At Senior Class Care, half of the 15 employees work eight-hour shifts on Thanksgiving, and the other half work on Christmas. They alternate holidays.
“It’s every other one. We go through the holidays and work one, have one off. Work one, have one off,” Johnson said.
DeLong gives her employees the opportunity to volunteer for holidays or request different times off so that those who have families might get the chance to spend Christmas at home.
“When my kids were younger I got to spend Christmas with my kids, so now I want to give my employees the same opportunity they gave me. Whether manager or not, my family isn’t any more important to me than theirs is to them,” DeLong said.
Even when they work holidays, many families still find ways to celebrate Christmas together.
“We still have our family time and we value that very much. After Christmas Eve service we always have a nice Christmas dinner with our immediate family,” said Pastor John Rister of the Backus Nazarene Church. “We get up Christmas morning and I always make breakfast before we gather around the tree and share stories of how God has blessed us this past year and then open up the gifts.”

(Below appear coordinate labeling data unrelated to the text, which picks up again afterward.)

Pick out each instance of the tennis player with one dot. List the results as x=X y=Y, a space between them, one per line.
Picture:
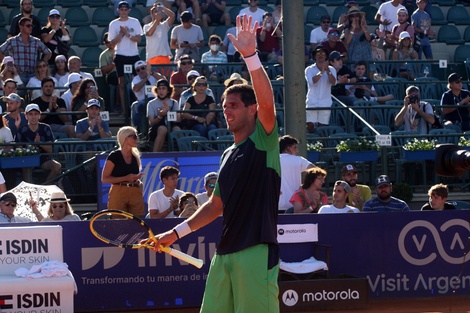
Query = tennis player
x=243 y=273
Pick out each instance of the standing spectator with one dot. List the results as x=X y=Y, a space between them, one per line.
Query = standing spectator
x=60 y=68
x=74 y=64
x=178 y=79
x=50 y=103
x=157 y=111
x=203 y=120
x=187 y=38
x=156 y=33
x=56 y=36
x=384 y=202
x=357 y=37
x=254 y=11
x=333 y=43
x=209 y=184
x=163 y=202
x=320 y=34
x=125 y=33
x=320 y=77
x=268 y=43
x=438 y=199
x=292 y=167
x=122 y=169
x=24 y=49
x=214 y=56
x=38 y=132
x=213 y=12
x=341 y=191
x=359 y=193
x=145 y=77
x=417 y=115
x=459 y=98
x=309 y=197
x=26 y=10
x=421 y=21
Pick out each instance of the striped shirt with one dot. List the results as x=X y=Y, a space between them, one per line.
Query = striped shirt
x=25 y=55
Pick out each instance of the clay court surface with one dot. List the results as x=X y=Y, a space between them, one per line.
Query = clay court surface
x=456 y=304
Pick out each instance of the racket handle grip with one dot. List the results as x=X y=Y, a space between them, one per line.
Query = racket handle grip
x=183 y=256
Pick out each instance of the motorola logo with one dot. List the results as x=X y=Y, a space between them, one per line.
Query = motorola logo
x=290 y=297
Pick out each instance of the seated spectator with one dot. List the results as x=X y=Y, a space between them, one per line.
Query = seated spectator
x=60 y=68
x=9 y=70
x=384 y=202
x=405 y=52
x=214 y=56
x=188 y=204
x=213 y=12
x=438 y=199
x=145 y=77
x=86 y=91
x=36 y=132
x=42 y=72
x=203 y=120
x=59 y=209
x=157 y=111
x=365 y=91
x=309 y=198
x=164 y=202
x=268 y=38
x=459 y=98
x=56 y=36
x=340 y=195
x=50 y=103
x=209 y=184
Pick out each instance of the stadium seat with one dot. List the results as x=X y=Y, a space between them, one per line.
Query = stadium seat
x=102 y=16
x=450 y=35
x=77 y=17
x=90 y=56
x=85 y=36
x=458 y=15
x=438 y=17
x=314 y=15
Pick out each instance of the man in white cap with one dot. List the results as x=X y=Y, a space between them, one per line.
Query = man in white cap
x=36 y=132
x=209 y=184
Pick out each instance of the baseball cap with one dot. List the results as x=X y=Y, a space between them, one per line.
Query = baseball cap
x=32 y=106
x=209 y=176
x=123 y=4
x=9 y=196
x=193 y=73
x=334 y=55
x=454 y=77
x=54 y=12
x=93 y=102
x=73 y=78
x=139 y=63
x=8 y=59
x=12 y=97
x=343 y=184
x=382 y=180
x=348 y=168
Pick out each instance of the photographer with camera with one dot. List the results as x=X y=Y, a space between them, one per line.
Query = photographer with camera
x=417 y=115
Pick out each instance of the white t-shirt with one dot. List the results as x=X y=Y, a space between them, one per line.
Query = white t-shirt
x=388 y=11
x=158 y=201
x=125 y=47
x=330 y=208
x=157 y=44
x=292 y=167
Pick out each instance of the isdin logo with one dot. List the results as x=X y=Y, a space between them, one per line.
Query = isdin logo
x=290 y=297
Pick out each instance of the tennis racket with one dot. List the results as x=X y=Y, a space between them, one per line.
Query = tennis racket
x=125 y=230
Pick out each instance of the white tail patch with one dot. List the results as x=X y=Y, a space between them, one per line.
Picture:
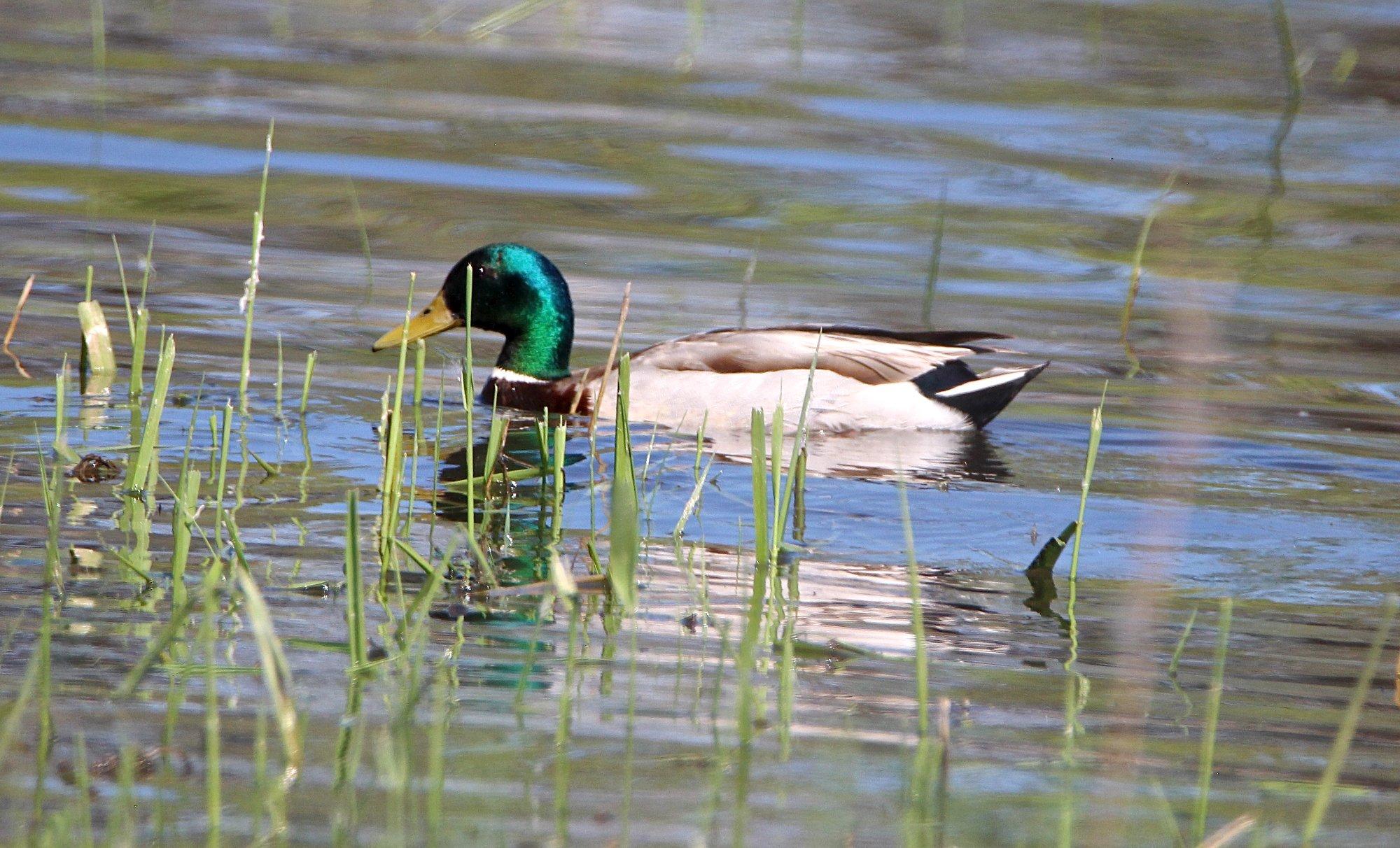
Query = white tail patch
x=981 y=384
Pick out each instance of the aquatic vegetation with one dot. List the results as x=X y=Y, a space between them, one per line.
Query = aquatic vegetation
x=369 y=614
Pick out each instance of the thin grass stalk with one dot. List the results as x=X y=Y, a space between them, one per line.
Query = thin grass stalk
x=276 y=672
x=558 y=461
x=1213 y=713
x=97 y=338
x=916 y=612
x=276 y=412
x=61 y=414
x=1342 y=744
x=761 y=489
x=797 y=468
x=468 y=405
x=183 y=521
x=226 y=433
x=306 y=384
x=1091 y=457
x=936 y=255
x=438 y=457
x=438 y=751
x=355 y=587
x=83 y=783
x=622 y=516
x=139 y=472
x=758 y=598
x=214 y=773
x=250 y=299
x=394 y=451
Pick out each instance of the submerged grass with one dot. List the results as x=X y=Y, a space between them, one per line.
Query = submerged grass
x=414 y=783
x=250 y=299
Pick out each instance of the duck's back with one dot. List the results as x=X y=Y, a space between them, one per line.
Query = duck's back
x=864 y=380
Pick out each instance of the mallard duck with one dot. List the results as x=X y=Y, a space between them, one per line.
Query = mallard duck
x=864 y=379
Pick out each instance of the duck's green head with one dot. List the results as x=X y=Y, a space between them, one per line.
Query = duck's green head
x=516 y=292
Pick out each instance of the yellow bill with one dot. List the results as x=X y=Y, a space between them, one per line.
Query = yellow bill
x=436 y=320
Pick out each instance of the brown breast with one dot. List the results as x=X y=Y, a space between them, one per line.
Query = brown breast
x=556 y=397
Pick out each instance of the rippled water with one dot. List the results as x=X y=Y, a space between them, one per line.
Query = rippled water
x=972 y=164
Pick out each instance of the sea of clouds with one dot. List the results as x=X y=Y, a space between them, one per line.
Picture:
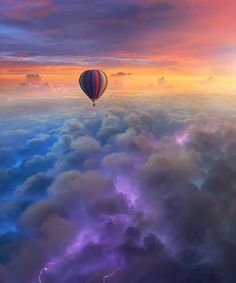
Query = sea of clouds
x=133 y=190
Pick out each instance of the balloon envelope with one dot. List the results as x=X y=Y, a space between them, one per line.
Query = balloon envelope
x=93 y=83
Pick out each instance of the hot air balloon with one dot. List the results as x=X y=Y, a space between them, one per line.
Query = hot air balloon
x=93 y=83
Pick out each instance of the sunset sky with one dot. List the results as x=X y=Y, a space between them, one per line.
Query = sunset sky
x=151 y=46
x=140 y=188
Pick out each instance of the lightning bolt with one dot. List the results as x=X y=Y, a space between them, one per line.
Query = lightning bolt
x=92 y=277
x=41 y=273
x=109 y=275
x=43 y=270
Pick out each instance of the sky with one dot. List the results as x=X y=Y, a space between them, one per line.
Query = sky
x=133 y=190
x=140 y=188
x=170 y=46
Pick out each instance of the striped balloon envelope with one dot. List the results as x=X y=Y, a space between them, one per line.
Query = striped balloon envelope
x=93 y=83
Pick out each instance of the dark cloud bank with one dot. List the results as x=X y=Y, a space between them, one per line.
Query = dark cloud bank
x=134 y=191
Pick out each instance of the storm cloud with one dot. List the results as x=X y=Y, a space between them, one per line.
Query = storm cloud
x=136 y=190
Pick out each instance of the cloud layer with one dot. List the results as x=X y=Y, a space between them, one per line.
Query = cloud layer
x=139 y=190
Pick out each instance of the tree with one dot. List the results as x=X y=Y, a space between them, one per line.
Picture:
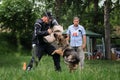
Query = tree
x=17 y=15
x=107 y=8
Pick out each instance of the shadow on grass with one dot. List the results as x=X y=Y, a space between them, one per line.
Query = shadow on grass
x=12 y=60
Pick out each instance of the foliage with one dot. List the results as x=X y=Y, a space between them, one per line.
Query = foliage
x=19 y=17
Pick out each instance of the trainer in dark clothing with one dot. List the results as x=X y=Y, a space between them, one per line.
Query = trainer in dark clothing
x=41 y=29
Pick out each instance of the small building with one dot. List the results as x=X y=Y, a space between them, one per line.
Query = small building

“Generally what we’ve always done is held our Christmas on the eve, and if I have both of the days off we do something both days, with one day with one side of the family, and the other day with the other side of the family,” Hartman said.
“We still get together for holidays,” DeLong said. “We just move things around now. Before we used to celebrate our Christmas in the morning, and now we just celebrate in the evening. By no means am I going to miss out on having Christmas with my kids.”
Even if it sometimes seems like they are the only ones working Christmas, many workers still consider it worthwhile.
“If we can give just a little joy to people in our life, it’s all worth it,” Delong said.
“These people are very important to me, and if I didn’t enjoy my job I wouldn’t be here,” Johnson said.
“Christmas is a time where a lot of people are more open to the message of the Gospel and Jesus Christ and the baby in the manger,” Rister said. “I think it’s important that we as pastors give them that opportunity to see Jesus living through us and to worship him in those settings through Christmas and letting him know what the manger is all about.”